Thirty Girls opens with Sister Guilia, the headmistress of St. Mary’s, awakened by banging at the school’s doors. In a series of cinematic and harrowing scenes, Minot conveys the terror of the rebels’ attack and subsequent kidnapping of 139 girls, of whom 109 were offered to be released if 30 would stay. Sister Guila’s Solomonic quandary is rendered exquisitely and sets the stage for the novel and the appearance of Esther, who remains captive and narrates the saga of the thirty girls.
Minot’s other narrator, an American journalist named Jane Wood, has arrived in Uganda to cover this story, but first she must find her way to meet the girls. Her journey through Uganda is at times romantic and at others harrowing. Jane is, in a way, quite fragile following the death of her ex-husband, and the reader is privy to her innermost thoughts during much of the novel.
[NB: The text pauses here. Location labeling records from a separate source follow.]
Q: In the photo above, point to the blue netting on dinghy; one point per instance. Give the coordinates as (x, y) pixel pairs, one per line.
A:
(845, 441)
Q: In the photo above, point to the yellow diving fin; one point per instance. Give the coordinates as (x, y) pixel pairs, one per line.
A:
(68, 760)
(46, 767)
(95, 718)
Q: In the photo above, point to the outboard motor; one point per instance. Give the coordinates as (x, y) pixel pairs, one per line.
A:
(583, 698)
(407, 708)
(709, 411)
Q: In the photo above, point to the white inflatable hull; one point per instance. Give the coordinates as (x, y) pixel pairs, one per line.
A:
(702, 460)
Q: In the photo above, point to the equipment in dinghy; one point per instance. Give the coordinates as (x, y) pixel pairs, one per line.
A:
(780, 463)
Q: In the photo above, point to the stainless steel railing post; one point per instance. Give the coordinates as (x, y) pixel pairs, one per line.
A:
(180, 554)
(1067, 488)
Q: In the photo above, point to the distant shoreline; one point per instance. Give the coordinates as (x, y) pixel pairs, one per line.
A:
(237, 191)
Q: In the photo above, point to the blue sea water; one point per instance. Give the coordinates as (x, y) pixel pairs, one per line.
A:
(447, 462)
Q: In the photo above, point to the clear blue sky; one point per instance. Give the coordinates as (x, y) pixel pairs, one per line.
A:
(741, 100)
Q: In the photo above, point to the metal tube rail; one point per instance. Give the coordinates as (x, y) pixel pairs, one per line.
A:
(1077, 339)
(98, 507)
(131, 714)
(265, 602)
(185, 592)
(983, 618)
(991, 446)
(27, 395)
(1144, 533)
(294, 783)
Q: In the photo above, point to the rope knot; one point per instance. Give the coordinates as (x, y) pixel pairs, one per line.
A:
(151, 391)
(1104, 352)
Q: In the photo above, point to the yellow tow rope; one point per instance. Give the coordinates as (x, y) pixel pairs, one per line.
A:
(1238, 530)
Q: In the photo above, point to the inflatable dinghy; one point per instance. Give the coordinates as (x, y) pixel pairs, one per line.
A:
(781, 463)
The alternating narratives allow the reader to contrast the difficult life of Esther, wise beyond her years, and the much more pampered life of Jane, despite her difficulties. In traveling to find the girls, she sets off on a road trip with a group of white Africans who are self-indulgent and romantic, and she begins an affair with one of them, Harry, a man seventeen years her junior. At times she is like a dazed schoolgirl in love; at others she shows enormous sensitivity to her surroundings.
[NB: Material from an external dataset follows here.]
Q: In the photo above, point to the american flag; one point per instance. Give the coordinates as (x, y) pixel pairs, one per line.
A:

But Esther is the character with whom the reader falls in love. She can be terse but is often poetic as she provides a clear-eyed description of the rebels and their abuse of the girls. Her voice is pure and devastating: “A rebel ran and caught up to the shadow. He picked it up. It was a smaller girl, I think Penelope. He didn’t bring Penelope back but pulled her over to the trees where it was dark, and I did not want to think what he was doing to her over there. She was only ten.”
The two narratives do not merge until near the end of the novel, when Jane finally interviews Esther, but throughout the work we are attuned to the nuances of each voice and await the possible harmony. We are definitely rewarded for our attention. This is a heartbreaking novel about Africa and about the human condition.